Nach jahrelangem Sehnen wurde Emilys Traum endlich wahr: Sie brachte wunderschöne Drillingsmädchen zur Welt. Doch nur einen Tag später verließ ihr Ehemann sie und behauptete, die Babys seien verflucht.

Ich sah auf meine drei kleinen Mädchen hinab, während mein Herz sich füllte, als ich sie in mich aufnahm. Sophie, Lily und Grace waren perfekt, jedes einzelne ein Wunder. Ich hatte so lange auf sie gewartet – jahrelang Hoffen, Warten und Beten.
Und nun lagen sie da, friedlich in ihren Wiegen, ihre winzigen Gesichter so ruhig. Ich wischte mir eine Träne von der Wange, überwältigt von der Liebe, die ich bereits für sie empfand.
Doch dann blickte ich auf, und da war Jack. Er war gerade von Besorgungen zurückgekehrt, aber irgendetwas stimmte nicht. Er sah blass aus. Seine Augen vermieden meinen Blick, und er kam nicht näher. Er stand einfach an der Tür, als ob er nicht sicher wäre, ob er überhaupt im gleichen Raum sein wollte.
„Jack?“, sagte ich leise und klopfte auf den Stuhl neben meinem Bett. „Komm, setz dich zu mir. Schau sie dir an – sie sind da.
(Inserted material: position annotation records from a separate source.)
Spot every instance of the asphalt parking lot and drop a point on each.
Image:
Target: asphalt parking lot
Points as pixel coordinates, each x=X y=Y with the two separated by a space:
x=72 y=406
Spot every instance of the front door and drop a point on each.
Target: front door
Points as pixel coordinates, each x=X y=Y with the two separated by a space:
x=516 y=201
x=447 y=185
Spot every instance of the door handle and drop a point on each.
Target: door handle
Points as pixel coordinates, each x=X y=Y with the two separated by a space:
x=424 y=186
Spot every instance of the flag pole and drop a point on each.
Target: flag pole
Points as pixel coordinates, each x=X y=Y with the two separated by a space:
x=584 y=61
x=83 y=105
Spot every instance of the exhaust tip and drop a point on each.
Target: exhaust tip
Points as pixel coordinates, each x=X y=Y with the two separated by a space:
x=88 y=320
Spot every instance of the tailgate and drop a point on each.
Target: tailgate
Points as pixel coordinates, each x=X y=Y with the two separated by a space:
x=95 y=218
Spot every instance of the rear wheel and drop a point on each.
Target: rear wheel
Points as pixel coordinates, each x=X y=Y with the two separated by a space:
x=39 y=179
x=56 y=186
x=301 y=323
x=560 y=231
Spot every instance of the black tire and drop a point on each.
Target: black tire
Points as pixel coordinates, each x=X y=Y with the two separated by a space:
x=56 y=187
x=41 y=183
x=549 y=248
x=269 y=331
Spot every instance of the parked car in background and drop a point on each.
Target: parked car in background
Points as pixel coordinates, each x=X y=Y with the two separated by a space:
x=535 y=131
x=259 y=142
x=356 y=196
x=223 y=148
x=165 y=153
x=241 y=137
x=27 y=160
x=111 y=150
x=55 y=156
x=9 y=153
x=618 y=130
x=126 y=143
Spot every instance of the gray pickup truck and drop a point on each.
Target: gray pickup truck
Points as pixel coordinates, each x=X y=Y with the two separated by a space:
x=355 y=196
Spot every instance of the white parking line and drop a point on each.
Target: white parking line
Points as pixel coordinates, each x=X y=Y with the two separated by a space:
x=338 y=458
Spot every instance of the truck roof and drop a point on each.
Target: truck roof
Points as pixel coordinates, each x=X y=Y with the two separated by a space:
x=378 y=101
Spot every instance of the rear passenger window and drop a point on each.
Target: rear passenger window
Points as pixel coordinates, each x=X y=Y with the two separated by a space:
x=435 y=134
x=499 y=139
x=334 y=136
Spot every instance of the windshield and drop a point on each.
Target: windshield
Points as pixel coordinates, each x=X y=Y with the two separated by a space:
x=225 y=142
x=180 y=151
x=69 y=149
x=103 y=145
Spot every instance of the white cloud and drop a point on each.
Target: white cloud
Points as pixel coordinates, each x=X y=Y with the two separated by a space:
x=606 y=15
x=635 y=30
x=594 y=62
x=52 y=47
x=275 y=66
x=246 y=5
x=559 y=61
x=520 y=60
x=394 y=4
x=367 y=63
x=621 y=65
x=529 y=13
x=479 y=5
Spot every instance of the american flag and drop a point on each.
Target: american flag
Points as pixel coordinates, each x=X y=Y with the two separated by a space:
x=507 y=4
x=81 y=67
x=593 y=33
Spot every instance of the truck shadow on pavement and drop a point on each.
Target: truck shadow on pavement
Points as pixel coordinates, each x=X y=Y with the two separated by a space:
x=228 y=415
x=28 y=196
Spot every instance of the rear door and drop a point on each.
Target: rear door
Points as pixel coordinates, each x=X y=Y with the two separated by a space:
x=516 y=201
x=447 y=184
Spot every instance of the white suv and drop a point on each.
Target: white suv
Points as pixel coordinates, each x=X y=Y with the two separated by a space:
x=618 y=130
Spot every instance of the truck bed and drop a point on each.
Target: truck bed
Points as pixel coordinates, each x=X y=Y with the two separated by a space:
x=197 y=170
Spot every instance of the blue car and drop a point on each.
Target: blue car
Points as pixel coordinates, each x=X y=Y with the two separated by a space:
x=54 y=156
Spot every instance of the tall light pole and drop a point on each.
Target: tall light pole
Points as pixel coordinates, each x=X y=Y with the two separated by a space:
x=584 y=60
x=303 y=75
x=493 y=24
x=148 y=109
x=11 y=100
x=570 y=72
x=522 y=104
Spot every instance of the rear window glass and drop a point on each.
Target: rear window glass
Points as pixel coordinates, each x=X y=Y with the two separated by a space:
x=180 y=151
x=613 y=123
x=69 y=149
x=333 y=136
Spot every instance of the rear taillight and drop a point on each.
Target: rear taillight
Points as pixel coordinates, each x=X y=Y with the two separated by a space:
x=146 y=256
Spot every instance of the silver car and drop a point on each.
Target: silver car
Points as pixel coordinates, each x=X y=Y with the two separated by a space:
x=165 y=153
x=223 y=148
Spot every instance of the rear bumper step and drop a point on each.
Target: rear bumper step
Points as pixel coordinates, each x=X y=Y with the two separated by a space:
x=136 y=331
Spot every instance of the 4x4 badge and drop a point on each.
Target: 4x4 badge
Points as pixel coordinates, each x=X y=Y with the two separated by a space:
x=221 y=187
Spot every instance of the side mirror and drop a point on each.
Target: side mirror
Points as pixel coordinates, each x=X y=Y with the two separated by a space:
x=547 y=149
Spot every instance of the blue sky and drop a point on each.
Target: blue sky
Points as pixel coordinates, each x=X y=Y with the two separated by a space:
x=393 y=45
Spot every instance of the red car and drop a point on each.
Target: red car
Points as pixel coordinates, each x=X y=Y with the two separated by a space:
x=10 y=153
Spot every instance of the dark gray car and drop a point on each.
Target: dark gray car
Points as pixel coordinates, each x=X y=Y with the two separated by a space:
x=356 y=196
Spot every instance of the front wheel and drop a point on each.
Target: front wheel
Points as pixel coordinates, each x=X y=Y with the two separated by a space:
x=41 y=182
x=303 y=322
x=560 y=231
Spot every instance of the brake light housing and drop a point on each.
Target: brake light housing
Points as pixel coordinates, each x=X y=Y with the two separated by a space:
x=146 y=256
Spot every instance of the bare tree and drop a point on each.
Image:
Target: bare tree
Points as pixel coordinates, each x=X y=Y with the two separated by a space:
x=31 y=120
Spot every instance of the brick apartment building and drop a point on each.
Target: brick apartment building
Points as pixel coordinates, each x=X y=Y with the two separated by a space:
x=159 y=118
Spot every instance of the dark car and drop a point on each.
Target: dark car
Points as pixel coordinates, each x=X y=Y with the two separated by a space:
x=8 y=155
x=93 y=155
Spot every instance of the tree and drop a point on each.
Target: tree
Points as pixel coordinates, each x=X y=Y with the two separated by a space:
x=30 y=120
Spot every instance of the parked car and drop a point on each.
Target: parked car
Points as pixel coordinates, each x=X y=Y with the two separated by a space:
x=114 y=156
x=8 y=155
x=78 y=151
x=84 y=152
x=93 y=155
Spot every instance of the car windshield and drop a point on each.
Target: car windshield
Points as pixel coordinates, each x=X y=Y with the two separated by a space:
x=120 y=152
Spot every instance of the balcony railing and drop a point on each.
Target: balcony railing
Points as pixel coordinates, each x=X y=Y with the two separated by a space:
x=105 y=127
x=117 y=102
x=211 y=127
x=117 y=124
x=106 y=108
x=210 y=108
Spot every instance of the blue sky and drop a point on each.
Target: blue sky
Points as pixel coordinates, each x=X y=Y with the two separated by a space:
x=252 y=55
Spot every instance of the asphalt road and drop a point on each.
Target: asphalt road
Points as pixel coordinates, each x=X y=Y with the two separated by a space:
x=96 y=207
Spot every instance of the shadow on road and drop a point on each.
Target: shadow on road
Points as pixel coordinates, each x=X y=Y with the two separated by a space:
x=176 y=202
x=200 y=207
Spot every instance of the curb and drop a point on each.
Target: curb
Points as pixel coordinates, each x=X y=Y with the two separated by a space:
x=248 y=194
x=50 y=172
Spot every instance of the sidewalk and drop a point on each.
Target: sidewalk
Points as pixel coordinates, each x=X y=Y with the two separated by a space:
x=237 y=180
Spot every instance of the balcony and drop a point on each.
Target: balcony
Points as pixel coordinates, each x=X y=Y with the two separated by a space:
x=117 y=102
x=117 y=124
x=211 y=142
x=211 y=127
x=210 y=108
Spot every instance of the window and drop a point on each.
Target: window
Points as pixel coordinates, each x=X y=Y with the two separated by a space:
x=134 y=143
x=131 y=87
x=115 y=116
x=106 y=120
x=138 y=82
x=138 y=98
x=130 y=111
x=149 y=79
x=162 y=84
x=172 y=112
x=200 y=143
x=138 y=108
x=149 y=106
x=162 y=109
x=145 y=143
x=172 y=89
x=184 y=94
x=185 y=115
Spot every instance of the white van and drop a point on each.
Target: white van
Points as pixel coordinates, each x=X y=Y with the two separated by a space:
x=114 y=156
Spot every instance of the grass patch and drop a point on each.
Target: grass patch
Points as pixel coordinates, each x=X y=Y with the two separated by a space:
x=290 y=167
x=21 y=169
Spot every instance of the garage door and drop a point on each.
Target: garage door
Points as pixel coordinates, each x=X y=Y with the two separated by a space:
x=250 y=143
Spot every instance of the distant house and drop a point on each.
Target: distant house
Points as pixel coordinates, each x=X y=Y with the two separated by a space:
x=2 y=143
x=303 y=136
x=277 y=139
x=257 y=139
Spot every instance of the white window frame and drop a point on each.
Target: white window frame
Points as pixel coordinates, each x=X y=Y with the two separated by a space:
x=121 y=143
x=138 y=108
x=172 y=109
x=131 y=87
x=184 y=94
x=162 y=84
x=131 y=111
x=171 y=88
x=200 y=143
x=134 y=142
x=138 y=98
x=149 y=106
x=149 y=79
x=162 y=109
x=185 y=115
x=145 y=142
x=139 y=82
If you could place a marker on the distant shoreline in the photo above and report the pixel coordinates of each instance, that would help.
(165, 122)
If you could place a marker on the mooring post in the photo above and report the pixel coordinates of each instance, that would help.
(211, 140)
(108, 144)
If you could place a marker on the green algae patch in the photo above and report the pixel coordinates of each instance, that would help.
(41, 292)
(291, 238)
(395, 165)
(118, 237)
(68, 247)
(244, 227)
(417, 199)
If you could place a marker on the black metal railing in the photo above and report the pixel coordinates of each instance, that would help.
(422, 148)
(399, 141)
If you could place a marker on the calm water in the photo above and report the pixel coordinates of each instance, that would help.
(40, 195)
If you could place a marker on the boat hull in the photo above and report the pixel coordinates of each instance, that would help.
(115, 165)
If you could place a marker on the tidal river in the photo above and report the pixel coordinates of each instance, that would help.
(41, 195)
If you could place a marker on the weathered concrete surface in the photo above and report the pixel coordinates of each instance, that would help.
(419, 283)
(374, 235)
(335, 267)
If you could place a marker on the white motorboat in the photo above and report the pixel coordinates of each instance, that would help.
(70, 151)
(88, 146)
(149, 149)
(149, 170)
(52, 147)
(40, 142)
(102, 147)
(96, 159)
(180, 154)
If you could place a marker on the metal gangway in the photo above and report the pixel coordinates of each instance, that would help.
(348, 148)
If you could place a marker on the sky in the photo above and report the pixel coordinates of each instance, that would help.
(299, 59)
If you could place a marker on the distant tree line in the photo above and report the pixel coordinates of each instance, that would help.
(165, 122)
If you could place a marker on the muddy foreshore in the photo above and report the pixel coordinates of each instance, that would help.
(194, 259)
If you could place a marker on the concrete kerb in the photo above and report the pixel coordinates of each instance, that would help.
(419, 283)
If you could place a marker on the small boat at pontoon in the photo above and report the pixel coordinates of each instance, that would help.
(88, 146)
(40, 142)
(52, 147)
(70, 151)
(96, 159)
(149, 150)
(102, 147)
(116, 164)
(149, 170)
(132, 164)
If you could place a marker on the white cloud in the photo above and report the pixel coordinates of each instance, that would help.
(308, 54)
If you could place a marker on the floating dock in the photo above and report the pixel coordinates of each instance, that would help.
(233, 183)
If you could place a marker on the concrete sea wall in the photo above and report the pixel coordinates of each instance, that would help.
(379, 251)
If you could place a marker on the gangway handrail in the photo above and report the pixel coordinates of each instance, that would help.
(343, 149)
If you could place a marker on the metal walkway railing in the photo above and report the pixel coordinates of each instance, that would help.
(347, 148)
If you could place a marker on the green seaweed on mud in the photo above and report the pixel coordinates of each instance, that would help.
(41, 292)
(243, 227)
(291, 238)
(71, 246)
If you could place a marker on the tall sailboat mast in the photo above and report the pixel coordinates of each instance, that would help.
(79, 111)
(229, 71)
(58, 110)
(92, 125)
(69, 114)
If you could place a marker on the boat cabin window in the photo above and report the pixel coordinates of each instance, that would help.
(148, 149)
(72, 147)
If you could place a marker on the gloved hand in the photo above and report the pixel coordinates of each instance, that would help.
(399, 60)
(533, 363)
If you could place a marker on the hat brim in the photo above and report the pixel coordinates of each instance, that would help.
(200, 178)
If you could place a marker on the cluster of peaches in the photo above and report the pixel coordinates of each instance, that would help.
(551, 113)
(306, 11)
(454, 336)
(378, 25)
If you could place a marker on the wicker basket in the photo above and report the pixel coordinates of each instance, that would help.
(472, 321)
Wir haben es geschafft.“
„Ja… sie sind wunderschön“, murmelte Jack, ohne den Mädchen viel Beachtung zu schenken. Er rückte ein wenig näher, aber sah mir immer noch nicht in die Augen.
„Jack“, sagte ich mit zitternder Stimme, „was ist los? Du machst mir Angst.“
Er holte tief Luft und platzte dann heraus: „Emily, ich glaube nicht… ich glaube nicht, dass wir sie behalten können.“
Ich hatte das Gefühl, als würde mir der Boden unter den Füßen weggezogen. „Was?“, brachte ich keuchend hervor. „Jack, wovon redest du? Sie sind unsere Töchter!“
Er zuckte zusammen und wandte den Blick ab, als könnte er mein Gesicht nicht ertragen. „Meine Mutter… sie war bei einer Wahrsagerin“, sagte er leise, fast flüsternd.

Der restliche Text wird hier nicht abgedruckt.